No tengo mucho que contar, la verdad, más que los días y las horas que me quedan para huir lejos. Todo lejos. Lo necesario para intentar recuperar el desorden mental que me suelen arrebatar los acontecimientos. Prefiero el caos a las veces que por mi azotea deja de correr el aire con la fuerza que necesito. La calma chicha maldita, culpable de que no haya corriente y los visillos de mi cerebro no se muevan lo más mínimo. Pero la sensación no dura demasiado. Lo que tarda un chusma en llamarme «comemierda» en un paso de cebra mientras saca medio cuerpo por la ventanilla y decirme que la próxima vez no frenará es suficiente. «Comemierda», con lo dientes bien apretados y con un crucifijo de oro que le cuelga del pescuezo como una cadena perpetua. El piropo no es agradable de primeras, pero ayuda a que mis neuronas, como mis pasos, aceleren el ritmo y se ventilen. Siempre se puede estar peor. Claro que sí.
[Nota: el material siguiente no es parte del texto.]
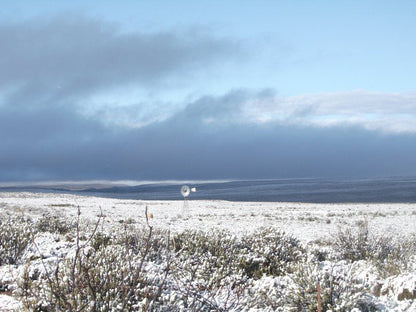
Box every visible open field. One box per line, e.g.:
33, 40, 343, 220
0, 193, 416, 311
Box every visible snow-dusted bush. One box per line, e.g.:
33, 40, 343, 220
240, 229, 305, 278
19, 208, 169, 312
285, 262, 376, 312
35, 213, 74, 234
333, 222, 416, 277
171, 231, 246, 311
0, 216, 34, 265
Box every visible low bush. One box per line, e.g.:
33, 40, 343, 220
0, 217, 34, 265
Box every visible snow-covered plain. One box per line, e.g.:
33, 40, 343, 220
0, 192, 416, 311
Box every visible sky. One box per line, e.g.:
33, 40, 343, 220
0, 0, 416, 182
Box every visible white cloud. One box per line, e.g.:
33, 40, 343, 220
244, 90, 416, 133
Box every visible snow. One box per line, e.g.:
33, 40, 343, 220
0, 192, 416, 311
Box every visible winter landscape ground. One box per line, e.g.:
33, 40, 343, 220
0, 192, 416, 311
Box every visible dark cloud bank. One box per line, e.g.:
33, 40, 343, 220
0, 17, 416, 181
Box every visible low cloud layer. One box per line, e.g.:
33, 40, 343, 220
0, 16, 416, 181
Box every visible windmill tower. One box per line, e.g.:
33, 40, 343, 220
181, 185, 196, 216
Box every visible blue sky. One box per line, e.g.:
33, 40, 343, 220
0, 1, 416, 181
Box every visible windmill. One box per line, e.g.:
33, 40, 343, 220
181, 185, 196, 215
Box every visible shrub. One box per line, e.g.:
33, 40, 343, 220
20, 206, 169, 312
0, 217, 34, 265
334, 222, 416, 277
286, 263, 376, 312
35, 213, 74, 234
240, 229, 305, 278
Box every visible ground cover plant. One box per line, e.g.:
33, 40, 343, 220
0, 207, 416, 312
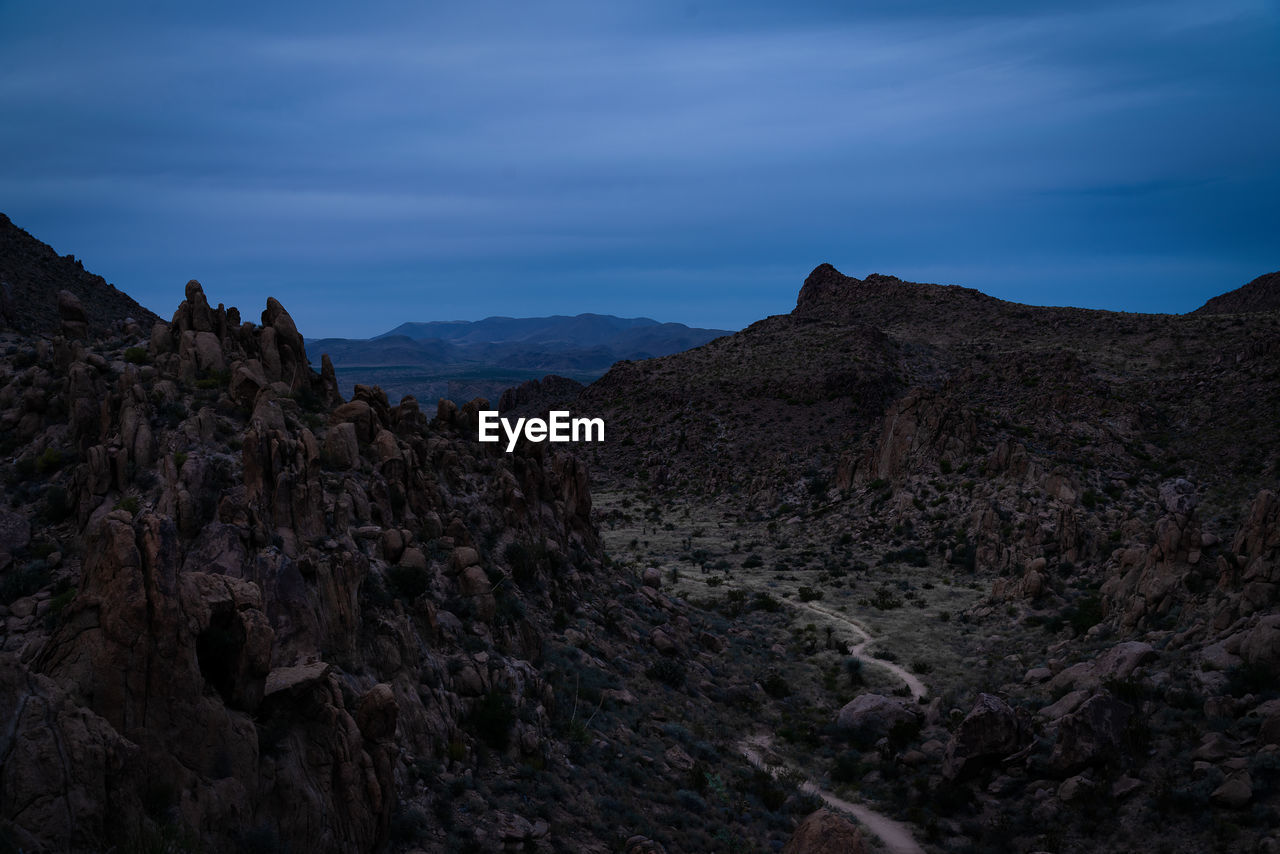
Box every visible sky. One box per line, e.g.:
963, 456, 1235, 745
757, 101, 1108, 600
0, 0, 1280, 337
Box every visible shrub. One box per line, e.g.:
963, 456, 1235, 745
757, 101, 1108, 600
467, 688, 516, 750
644, 658, 685, 688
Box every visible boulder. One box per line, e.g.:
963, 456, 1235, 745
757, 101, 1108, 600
782, 809, 867, 854
58, 291, 88, 339
836, 694, 918, 740
942, 694, 1023, 780
1048, 691, 1133, 773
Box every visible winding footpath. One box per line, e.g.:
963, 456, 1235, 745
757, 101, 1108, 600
670, 579, 928, 854
739, 735, 924, 854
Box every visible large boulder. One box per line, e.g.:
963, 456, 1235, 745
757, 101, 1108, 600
782, 809, 867, 854
942, 694, 1023, 780
1048, 691, 1133, 775
836, 694, 919, 741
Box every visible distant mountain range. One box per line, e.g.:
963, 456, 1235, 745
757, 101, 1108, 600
306, 314, 731, 402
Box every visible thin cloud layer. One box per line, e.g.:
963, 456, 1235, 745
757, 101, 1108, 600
0, 3, 1280, 335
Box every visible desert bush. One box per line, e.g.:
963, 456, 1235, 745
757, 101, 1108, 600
467, 688, 516, 750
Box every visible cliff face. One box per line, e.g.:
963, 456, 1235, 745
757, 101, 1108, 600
0, 282, 600, 850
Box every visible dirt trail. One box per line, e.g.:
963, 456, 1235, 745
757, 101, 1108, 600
739, 735, 924, 854
670, 577, 928, 854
Son muchas las cosas que me hacen medir mi estabilidad mental, más de las que quisiera, pero el problema es acertar con una referencia de garantías. Como la visita de mi tocayo el papa. El nombre debe ser lo único que tenemos en común, y afortunadamente para él no se escribe igual. Joseph ha venido a Madrid a vender las mismas frases lapidarias que la iglesia lleva vendiendo toda la vida. A mi modo de ver, con una gran agresividad verbal. Palabras más, palabras menos, el dardo envenenado que yo recibo es que todos los que no le siguen la corriente, los que no son «adictos a Benedicto», no son de fiar. Para nada. «Frente al relativismo y la mediocridad, surge la necesidad de esta radicalidad que testimonia la consagración como una pertenencia a dios sumamente amado», dijo. Tío, no me pinches que yo no te he hecho nada. Si no eres radical y de su bando eres un basurilla.
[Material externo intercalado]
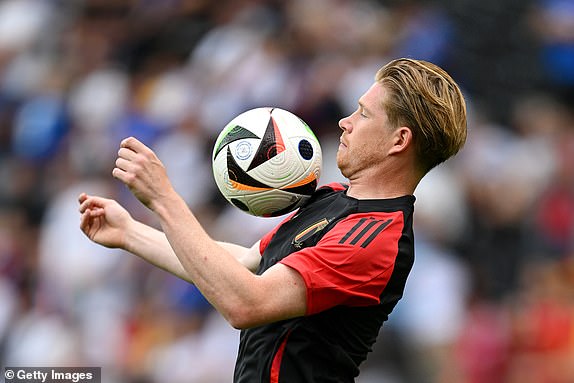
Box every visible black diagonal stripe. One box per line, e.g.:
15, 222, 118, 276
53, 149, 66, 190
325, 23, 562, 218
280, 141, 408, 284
351, 218, 381, 245
339, 218, 367, 243
361, 219, 393, 249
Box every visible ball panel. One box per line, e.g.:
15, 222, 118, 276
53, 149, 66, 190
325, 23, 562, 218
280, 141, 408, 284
213, 124, 259, 158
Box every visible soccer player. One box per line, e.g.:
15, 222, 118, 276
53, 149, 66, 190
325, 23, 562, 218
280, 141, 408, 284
79, 59, 467, 383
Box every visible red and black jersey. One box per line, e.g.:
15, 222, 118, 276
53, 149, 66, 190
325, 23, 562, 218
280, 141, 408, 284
234, 184, 415, 383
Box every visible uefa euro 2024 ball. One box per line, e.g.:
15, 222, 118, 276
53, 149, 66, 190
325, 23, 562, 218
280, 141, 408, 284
212, 108, 322, 217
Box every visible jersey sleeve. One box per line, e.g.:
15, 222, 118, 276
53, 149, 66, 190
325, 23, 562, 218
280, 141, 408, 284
280, 211, 404, 315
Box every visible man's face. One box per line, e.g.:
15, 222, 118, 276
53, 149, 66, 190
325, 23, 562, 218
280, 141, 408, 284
337, 82, 392, 179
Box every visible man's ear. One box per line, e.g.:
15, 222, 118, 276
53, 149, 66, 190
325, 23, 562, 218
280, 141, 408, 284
389, 126, 413, 154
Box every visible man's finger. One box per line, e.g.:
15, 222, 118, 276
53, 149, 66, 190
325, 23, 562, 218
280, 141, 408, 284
120, 137, 151, 153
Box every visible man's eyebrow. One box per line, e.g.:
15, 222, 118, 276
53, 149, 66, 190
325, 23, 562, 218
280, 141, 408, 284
358, 100, 371, 113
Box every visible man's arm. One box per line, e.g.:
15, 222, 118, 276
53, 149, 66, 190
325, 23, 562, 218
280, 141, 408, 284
112, 137, 306, 328
79, 193, 261, 283
125, 221, 261, 283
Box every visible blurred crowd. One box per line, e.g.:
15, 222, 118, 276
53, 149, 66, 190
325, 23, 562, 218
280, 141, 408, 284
0, 0, 574, 383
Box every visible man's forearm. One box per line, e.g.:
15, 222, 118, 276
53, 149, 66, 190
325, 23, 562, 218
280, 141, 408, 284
124, 221, 260, 283
124, 221, 193, 283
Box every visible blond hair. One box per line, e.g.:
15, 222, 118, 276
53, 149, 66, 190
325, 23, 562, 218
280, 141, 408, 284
375, 58, 467, 174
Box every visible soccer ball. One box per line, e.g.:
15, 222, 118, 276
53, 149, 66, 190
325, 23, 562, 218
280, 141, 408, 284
212, 108, 322, 217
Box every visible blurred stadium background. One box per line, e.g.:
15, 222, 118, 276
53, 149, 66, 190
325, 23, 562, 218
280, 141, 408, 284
0, 0, 574, 383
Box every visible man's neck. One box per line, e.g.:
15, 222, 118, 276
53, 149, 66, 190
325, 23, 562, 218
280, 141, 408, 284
347, 171, 419, 199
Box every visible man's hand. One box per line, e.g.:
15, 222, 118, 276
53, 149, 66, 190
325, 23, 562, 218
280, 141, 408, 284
78, 193, 134, 248
112, 137, 175, 211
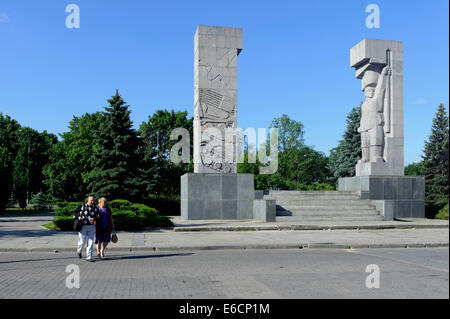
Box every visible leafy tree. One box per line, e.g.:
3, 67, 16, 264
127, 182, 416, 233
270, 114, 305, 153
278, 146, 332, 188
330, 105, 361, 180
0, 113, 20, 211
0, 146, 12, 212
139, 110, 193, 195
13, 127, 57, 209
31, 192, 47, 211
405, 162, 423, 176
422, 104, 449, 216
88, 91, 146, 201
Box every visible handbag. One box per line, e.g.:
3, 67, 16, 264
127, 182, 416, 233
73, 218, 83, 232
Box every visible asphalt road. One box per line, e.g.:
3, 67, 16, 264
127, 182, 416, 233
0, 248, 449, 299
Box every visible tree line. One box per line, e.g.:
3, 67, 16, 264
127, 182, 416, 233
0, 91, 448, 219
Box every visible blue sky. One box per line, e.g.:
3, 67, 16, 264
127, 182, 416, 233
0, 0, 449, 164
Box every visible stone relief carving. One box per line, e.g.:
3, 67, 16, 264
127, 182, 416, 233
358, 64, 391, 163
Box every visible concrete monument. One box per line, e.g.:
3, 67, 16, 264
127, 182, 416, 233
339, 39, 425, 220
181, 25, 275, 221
194, 25, 242, 173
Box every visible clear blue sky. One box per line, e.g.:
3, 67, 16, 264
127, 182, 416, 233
0, 0, 449, 164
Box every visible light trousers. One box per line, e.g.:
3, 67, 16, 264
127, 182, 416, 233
77, 225, 95, 259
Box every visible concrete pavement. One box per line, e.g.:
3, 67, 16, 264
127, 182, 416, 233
0, 248, 449, 303
0, 214, 449, 252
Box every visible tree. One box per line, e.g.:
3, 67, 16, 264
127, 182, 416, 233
88, 90, 146, 201
270, 114, 305, 153
31, 192, 47, 211
405, 162, 423, 176
13, 127, 57, 209
139, 110, 193, 195
44, 112, 103, 201
0, 113, 20, 212
330, 105, 361, 180
278, 146, 332, 188
422, 104, 449, 216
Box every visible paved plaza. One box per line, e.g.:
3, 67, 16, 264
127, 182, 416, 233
0, 248, 449, 299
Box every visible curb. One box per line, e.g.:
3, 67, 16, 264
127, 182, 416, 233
0, 242, 449, 253
173, 224, 449, 232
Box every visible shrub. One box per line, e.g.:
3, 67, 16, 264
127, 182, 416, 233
55, 202, 81, 217
436, 203, 448, 220
53, 216, 73, 231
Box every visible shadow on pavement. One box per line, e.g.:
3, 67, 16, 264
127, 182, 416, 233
0, 252, 193, 264
101, 253, 193, 261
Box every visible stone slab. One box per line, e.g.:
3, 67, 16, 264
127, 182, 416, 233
338, 176, 425, 220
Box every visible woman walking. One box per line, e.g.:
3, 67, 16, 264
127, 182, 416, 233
95, 197, 114, 259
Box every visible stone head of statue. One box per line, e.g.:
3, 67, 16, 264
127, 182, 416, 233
364, 86, 375, 99
362, 70, 379, 99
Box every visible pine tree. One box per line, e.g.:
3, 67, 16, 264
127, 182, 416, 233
422, 104, 449, 215
330, 105, 361, 179
31, 192, 47, 211
88, 90, 145, 200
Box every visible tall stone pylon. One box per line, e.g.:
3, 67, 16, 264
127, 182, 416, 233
194, 25, 242, 173
338, 39, 425, 220
350, 39, 404, 176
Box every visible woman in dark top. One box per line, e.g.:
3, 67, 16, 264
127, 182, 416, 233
95, 197, 114, 259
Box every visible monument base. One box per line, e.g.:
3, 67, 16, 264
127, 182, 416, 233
181, 173, 255, 220
338, 175, 425, 220
356, 160, 389, 176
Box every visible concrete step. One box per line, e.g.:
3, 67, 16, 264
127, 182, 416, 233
277, 205, 376, 212
270, 198, 372, 206
277, 202, 375, 210
264, 194, 360, 200
276, 215, 383, 222
268, 191, 358, 196
277, 210, 380, 217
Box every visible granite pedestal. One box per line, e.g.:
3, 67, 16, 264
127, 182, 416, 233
181, 173, 255, 220
338, 175, 425, 220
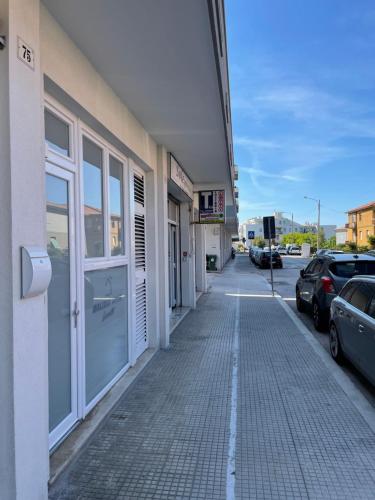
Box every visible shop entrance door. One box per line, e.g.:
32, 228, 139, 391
168, 224, 177, 309
46, 164, 79, 447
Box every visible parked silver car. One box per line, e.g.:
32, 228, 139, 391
329, 276, 375, 385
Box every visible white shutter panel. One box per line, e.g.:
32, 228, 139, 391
133, 170, 148, 357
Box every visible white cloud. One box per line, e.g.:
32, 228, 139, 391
241, 167, 301, 182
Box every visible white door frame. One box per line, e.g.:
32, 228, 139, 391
46, 161, 80, 448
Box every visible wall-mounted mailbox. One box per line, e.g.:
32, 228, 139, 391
21, 247, 52, 299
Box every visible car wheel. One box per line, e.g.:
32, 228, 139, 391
313, 300, 327, 332
329, 323, 344, 365
296, 288, 305, 312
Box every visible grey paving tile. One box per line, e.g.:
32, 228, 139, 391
50, 258, 375, 500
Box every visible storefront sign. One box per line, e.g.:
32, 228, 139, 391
169, 154, 193, 199
199, 189, 225, 224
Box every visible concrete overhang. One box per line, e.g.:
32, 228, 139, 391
43, 0, 234, 204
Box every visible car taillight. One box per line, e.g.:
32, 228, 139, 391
320, 276, 336, 293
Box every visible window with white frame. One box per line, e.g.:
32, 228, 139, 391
82, 131, 129, 406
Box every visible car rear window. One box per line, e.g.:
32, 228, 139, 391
329, 260, 375, 278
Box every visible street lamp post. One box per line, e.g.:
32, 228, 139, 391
304, 196, 320, 252
282, 212, 294, 240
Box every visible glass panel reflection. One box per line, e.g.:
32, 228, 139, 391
46, 174, 72, 431
83, 137, 104, 257
44, 109, 70, 156
109, 156, 124, 255
85, 266, 128, 403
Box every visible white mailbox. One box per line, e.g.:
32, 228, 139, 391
22, 247, 52, 298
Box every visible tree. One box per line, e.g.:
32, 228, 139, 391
253, 236, 266, 248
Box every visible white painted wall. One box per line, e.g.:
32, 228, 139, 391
206, 224, 222, 271
180, 202, 195, 307
40, 4, 157, 174
194, 224, 207, 292
0, 0, 48, 500
155, 146, 169, 348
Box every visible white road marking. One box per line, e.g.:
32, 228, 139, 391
226, 293, 241, 500
225, 293, 273, 298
Sus discursos castigan continuamente a los que no le besan el anillo ni le llenan el cepillo. Lo segundo rima y duele más. Joseph se refirió a ellos como «esos que se creen dioses». Vaya por dios. Lo dice un hombre que, por encima del presidente de Apple, ocupa la cumbre de la pirámide jerárquica y empresarial más alta y rica del planeta. Con un patrimonio incalculable, viviendo en un palacio todo incluido y saliendo a la calle en una pompa indestructible.
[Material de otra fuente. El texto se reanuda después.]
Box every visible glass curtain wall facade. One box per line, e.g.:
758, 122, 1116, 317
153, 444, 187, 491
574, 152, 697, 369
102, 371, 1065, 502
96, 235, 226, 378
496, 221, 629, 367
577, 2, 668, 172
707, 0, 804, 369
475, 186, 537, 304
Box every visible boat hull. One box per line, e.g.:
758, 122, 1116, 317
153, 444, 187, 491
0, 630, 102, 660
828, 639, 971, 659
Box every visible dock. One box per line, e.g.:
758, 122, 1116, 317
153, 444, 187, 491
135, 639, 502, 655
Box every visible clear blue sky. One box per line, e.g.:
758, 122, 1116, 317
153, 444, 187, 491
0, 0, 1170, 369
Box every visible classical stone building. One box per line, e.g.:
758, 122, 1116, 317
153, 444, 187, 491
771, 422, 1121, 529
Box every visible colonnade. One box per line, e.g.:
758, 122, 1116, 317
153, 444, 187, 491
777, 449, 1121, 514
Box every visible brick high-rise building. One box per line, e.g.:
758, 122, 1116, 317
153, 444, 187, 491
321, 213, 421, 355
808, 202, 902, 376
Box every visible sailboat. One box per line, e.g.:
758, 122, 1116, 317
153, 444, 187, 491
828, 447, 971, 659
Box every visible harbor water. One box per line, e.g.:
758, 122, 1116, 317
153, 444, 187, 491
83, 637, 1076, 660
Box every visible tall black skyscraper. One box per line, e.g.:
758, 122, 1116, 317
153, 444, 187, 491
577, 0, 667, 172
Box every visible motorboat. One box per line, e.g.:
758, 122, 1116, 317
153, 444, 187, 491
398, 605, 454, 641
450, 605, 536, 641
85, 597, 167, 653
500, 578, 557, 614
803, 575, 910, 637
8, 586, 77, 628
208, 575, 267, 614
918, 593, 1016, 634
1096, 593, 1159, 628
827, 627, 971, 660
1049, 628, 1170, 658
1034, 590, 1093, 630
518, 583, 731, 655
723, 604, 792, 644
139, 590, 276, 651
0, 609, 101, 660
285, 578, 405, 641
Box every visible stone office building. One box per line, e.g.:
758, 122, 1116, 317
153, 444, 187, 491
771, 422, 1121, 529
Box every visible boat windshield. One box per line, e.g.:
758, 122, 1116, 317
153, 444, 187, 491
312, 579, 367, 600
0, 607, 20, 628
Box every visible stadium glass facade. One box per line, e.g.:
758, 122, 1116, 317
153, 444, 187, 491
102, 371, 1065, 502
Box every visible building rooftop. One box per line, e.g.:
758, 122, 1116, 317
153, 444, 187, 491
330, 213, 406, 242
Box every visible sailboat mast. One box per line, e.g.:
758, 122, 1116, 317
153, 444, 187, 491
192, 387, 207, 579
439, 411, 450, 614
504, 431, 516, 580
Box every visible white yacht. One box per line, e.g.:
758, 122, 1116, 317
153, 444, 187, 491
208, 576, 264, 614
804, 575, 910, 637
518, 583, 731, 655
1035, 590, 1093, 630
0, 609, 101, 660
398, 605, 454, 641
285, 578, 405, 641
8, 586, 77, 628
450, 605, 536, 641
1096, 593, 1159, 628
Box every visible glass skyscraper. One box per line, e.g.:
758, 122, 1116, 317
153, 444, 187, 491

También pidió a sus fieles que rezaran por todos los que no creen en dios y se alejan de la iglesia. No sé de dónde sacarán el tiempo, pero eso, más que generosidad, suena al cutre chantaje emocional de los jesuitas hasta que me dieron puerta por imposible hombre de bien. No como a la religiosa que el otro día resumió su entrevista papal asegurando que los ojos de Benedicto «son los ojos de Cristo, ves en ellos la verdad». Ahí tiene que haber algo más que una metáfora. Si no la hay es que los fundamentalistas son los que sólo ven arrugas, ojeras y muy mala leche.